Rowland was the founder and chief executive of Lonrho, one of Zimbabwe’s largest multi-national conglomerates. After independence he became one of the most generous benefactors of Zimbabwe’s ruling elite. Rowland’s Metropole Hotel in London became home away from home for the top echelons of those fighting for the liberation of Zimbabwe, with full board on the house. The friendship between the controversial British tycoon and Zimbabwe’s new rulers flourished after independence. The Lonrho end-of-year dinner party became the social event of the year in Harare. Meanwhile, the Lonrho pavilions at the Harare Agricultural Show and the National Trade Fair in Bulawayo were the favourite haunt of cabinet ministers under the patronage of the flamboyant Herbert Munangatire, now late.
So revered was Rowland by Zanu-PF that when he was ousted in a board-room coup, Dr Nathan Shamuyarira, that eminent custodian of the party’s ideological values, lamented that the controversial businessman’s ouster was likely to end the “warm relations between Lonrho and the government of Zimbabwe”.
It is only after the constitutional referendum of 2000 that Zanu-PF has become openly critical of Zimbabwe’s white citizens and representatives of Western governments, especially those who challenge Mugabe’s excesses and point at his failures.

Mugabe’s personal friend Nicholas Van Hoogstraten, the British magnate whose status as the largest private owner of fertile Zimbabwean land complements is unchallenged, spoke with understandable warmth and affection when he described Mugabe as “100 percent decent and incorruptible”. Separately he said: “I don’t believe in democracy; I believe in rule by the fittest.”
Among Zanu-PF’s white allies, van Hoogstraten is the most vocal supporter of Mugabe, whom he regards as a personal friend.

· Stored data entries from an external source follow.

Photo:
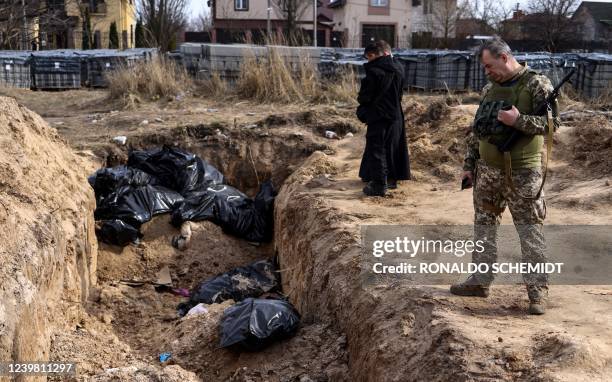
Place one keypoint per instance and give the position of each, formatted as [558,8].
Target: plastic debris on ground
[252,280]
[166,179]
[198,309]
[163,357]
[120,139]
[253,324]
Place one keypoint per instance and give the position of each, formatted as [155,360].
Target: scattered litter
[117,232]
[163,357]
[252,280]
[198,309]
[163,277]
[181,242]
[331,135]
[255,323]
[184,292]
[120,139]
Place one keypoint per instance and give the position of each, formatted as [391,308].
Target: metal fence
[433,70]
[67,68]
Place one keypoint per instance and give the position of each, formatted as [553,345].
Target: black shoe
[470,287]
[537,308]
[375,189]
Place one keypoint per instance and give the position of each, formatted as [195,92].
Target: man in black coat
[385,158]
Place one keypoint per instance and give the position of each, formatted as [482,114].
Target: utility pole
[314,22]
[269,26]
[24,33]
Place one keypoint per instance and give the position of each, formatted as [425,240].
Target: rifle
[540,110]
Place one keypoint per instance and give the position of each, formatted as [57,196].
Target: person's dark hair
[496,46]
[379,48]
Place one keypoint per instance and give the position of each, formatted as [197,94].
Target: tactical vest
[526,153]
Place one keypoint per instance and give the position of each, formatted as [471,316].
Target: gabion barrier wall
[65,69]
[424,69]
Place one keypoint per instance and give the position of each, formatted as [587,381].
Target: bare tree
[551,22]
[23,22]
[442,18]
[201,22]
[292,11]
[163,20]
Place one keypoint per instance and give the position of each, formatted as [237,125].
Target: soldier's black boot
[537,299]
[537,307]
[470,287]
[375,188]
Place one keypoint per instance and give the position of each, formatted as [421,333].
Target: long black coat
[380,107]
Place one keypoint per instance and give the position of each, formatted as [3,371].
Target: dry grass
[214,87]
[151,80]
[276,80]
[268,80]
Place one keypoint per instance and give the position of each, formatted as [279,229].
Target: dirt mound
[591,145]
[48,248]
[313,355]
[436,137]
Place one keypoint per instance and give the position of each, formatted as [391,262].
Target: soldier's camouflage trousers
[491,195]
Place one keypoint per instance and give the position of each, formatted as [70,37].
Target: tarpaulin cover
[252,280]
[171,180]
[255,323]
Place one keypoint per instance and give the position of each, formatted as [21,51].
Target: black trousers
[386,152]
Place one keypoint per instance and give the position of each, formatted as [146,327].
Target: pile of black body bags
[253,322]
[169,180]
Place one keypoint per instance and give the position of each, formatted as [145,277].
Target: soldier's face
[372,56]
[496,68]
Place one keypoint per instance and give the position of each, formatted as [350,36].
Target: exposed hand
[469,175]
[508,117]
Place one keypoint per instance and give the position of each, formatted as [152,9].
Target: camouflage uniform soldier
[485,167]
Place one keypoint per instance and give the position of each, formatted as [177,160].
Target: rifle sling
[508,161]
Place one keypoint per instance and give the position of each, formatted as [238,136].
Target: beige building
[395,21]
[238,21]
[102,13]
[58,24]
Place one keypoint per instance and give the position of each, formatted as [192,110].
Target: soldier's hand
[508,117]
[467,180]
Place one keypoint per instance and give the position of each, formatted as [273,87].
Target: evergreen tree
[139,35]
[86,31]
[113,36]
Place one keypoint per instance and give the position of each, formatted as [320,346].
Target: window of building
[379,3]
[241,5]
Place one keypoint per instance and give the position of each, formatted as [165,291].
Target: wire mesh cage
[15,69]
[56,69]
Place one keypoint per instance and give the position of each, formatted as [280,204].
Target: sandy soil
[573,341]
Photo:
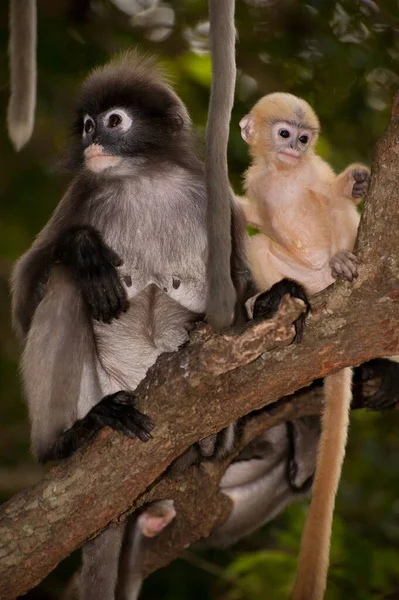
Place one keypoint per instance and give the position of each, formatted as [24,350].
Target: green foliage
[343,58]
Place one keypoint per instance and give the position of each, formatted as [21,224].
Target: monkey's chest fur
[158,227]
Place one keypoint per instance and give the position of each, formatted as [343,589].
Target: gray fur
[152,213]
[257,484]
[22,51]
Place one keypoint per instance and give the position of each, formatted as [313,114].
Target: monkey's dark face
[121,128]
[291,141]
[105,137]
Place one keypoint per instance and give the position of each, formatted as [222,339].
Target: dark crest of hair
[137,81]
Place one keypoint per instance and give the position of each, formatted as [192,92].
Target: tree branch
[201,389]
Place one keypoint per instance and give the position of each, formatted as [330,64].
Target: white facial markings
[118,119]
[290,141]
[88,125]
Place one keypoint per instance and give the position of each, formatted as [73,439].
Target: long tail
[22,51]
[221,294]
[313,559]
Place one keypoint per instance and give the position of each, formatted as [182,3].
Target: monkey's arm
[92,264]
[353,182]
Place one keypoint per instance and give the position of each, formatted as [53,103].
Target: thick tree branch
[201,389]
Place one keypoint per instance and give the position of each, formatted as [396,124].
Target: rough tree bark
[203,387]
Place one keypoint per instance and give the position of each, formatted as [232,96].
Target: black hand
[118,411]
[93,265]
[266,304]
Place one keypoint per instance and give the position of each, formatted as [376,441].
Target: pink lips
[95,151]
[290,152]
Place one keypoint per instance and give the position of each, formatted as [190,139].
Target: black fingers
[81,432]
[360,187]
[118,411]
[344,264]
[266,304]
[93,265]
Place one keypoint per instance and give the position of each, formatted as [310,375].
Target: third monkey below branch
[307,221]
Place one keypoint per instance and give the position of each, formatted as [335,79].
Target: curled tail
[221,294]
[22,51]
[315,544]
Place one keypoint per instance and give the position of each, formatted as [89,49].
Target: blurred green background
[343,57]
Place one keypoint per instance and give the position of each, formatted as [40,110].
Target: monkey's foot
[387,395]
[344,264]
[266,304]
[360,187]
[156,517]
[118,411]
[93,265]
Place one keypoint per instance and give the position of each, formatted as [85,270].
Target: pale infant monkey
[305,213]
[307,221]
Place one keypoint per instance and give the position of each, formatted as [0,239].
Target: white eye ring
[87,123]
[125,121]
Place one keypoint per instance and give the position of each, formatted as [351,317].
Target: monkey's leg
[60,370]
[100,564]
[139,532]
[262,481]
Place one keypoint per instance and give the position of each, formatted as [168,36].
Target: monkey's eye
[88,125]
[114,120]
[117,118]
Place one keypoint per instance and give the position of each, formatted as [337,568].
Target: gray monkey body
[168,285]
[151,209]
[273,471]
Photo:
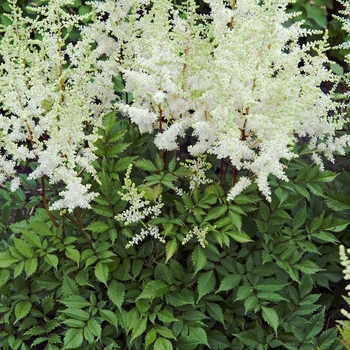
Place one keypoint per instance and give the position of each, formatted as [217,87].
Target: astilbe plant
[160,146]
[238,79]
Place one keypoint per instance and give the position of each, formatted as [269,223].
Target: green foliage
[259,283]
[266,277]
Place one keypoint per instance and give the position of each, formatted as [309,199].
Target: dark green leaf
[116,293]
[206,283]
[153,289]
[270,316]
[73,338]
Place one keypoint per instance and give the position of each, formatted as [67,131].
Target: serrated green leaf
[240,237]
[325,236]
[308,267]
[162,344]
[176,299]
[270,296]
[198,258]
[194,316]
[166,316]
[75,302]
[165,332]
[215,312]
[337,225]
[305,286]
[123,164]
[6,260]
[77,314]
[186,343]
[51,260]
[153,289]
[4,276]
[138,327]
[98,227]
[109,316]
[94,327]
[32,238]
[270,285]
[217,340]
[151,336]
[30,266]
[325,176]
[244,292]
[264,211]
[216,212]
[270,316]
[101,272]
[73,254]
[206,283]
[146,165]
[40,227]
[171,248]
[229,282]
[250,303]
[198,334]
[248,338]
[73,323]
[22,309]
[116,293]
[299,218]
[73,338]
[47,303]
[69,286]
[327,338]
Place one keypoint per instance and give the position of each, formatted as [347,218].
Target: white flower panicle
[198,167]
[139,208]
[200,233]
[237,79]
[150,230]
[239,187]
[52,100]
[241,82]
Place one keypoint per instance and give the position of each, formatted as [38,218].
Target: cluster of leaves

More significantly he is said to be a financial backer of the President.
Van Hoogstraten holds extensive investments in Zimbabwe. The Rainbow Tourism Group’s shares register shows that van Hoogstraten’s Messina Investments has a stake-hold of 2.17 percent with 35 727 640 shares. He owns 32 percent of Hwange Colliery Company and seven percent of CFI Ltd, one of Zimbabwe’s largest agro-industrial enterprises. He is the single largest shareholder in NMB at 20 percent. The founding owners of the bank were hounded into exile by Reserve Bank Governor, Gideon Gono.
The President’s friend also owns 600 000 acres of prime farmland. Not unexpectedly, van Hoogstraten’s farms have been spared the treatment reserved for the farms of less “patriotic” white commercial farmers.
Van Hoogstraten, who is reported to have relocated from the United Kingdom to Zimbabwe, is said to manage his vast business empire of 200 residential and business properties in Zimbabwe from an office in Harare. In January they hauled him to court. The police had caught him red-handed while receiving rentals from tenants in hard currency.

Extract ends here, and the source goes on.